Phase: TRACK & ADJUST
Key Takeaway: Use the heaviest weight setting first to get the feel of the machine—there is no shame in the assist; it’s the tool that builds the foundation
In this deep-dive by Fitness Lab, they explain the mechanics of the "90-Degree Rule." I want you to pay close attention from the 0:47 mark until about 1:00—they do a great job in this section explaining exactly how to set your shoulder position. By keeping the shoulder "packed" and stable, you avoid the common "shrug" that causes impingement.
By staying within a comfortable, controlled range of motion, you allow your chest and triceps to do the heavy lifting while your joints stay protected. It’s better to Track a shorter, pain-free movement than to force a depth that causes a setback.
Phase: TRACK & ADJUST
Key Takeaway: Strength is built through consistency, not strain. Watch the 0:47 mark to see how to set your shoulders before you start your first rep. .
If your gym doesn't have a dedicated weight-stack assisted dip machine—or if you're training in a simpler setup—you can still get the same longevity benefits.
In this excellent breakdown by Marcus Filly, he demonstrates a "pro" workaround using a simple resistance band. I highly recommend jumping to the 11:58 mark. From there until about 12:50, Marcus shows you exactly how to loop a band across the bars to create your own "sling" or safety net. This allows you to Track your progress by using thinner bands as you get stronger. It’s a perfect way to Adjust the difficulty based on how your shoulders are feeling that day.
Phase: ADJUST & OWN
Key Takeaway: You don't need a fancy machine to build "push power." Watch the 11:58 mark to see Marcus's method for using a simple resistance band to give you the same boost you need to master the dip.
If your gym has a seated dip machine, it can be a fantastic way to isolate the chest and triceps while keeping your body in a fixed, supported position.
In this straightforward guide by Davis Diley, he demonstrates how to set up this specific machine for maximum benefit. I highly recommend watching from the 1:50 mark until about 2:19. Davis makes a point that is absolutely critical for us seniors: Leave your ego at the door. He explains why using a weight that is too heavy actually forces your shoulders into a bad position
Phase: OWN
Key Takeaway: You have nothing to prove to anyone else in the gym—they aren't looking anyway! Own your progress by choosing a weight that allows for perfect form.

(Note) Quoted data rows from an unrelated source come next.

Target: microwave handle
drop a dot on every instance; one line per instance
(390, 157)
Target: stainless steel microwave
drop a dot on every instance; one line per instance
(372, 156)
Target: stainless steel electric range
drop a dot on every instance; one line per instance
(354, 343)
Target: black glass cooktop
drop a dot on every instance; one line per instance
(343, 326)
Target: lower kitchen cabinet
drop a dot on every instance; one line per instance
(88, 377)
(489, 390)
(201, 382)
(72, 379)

Watch the 1:50 mark to see why "ego lifting" is the enemy of a healthy shoulder.
One of my favorites --Dr. Mike Israetel rocks!! Here’s a deep-dive video that’s nearly 20 minutes long.If you don’t have time to watch the whole thing, I want you to focus specifically on the 1:40 to 3:00 mark. This is where Dr. Mike breaks down "Mistake #1": a limited range of motion.
You’ll notice in my own video at the top of this page that I really try to achieve that full range of motion on every rep. By following Dr. Mike’s cues to get deep into the stretch (while staying pain-free), you ensure that your "Push Power" is functional throughout the entire movement.
Phase: ADJUST TO OWN
Key Takeaway: Don't cheat yourself with "half-reps." Watch the 1:40 mark to see why Dr. Mike insists on a deep, controlled stretch to maximize your longevity gains.

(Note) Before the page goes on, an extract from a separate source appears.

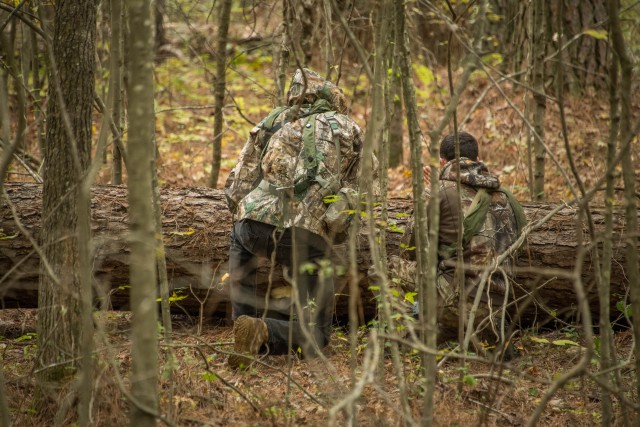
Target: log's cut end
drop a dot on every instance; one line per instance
(196, 225)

Both the Dip and the Bench Press can help us train for longevity; we don’t need an "all or nothing" philosophy.
In this comprehensive video by Jeff Nippard, he breaks down the pros and cons of both movements. I highly recommend skipping to the 8:55 mark. Here Jeff shows why you don't have to choose between weight training and bodyweight-style movements—you can use both to build a more resilient body. This reinforces our core belief here at the Vault: Own your own workout. As a senior, nobody is watching us or judging us, so we need to do exactly what is best for our own health and long-term independence.
Phase: OWN
Key Takeaway: You are the CEO of your own body. Watch the 8:55 mark to see how a hybrid approach gives you the variety and strength you need to stay in the driver's seat of your own life.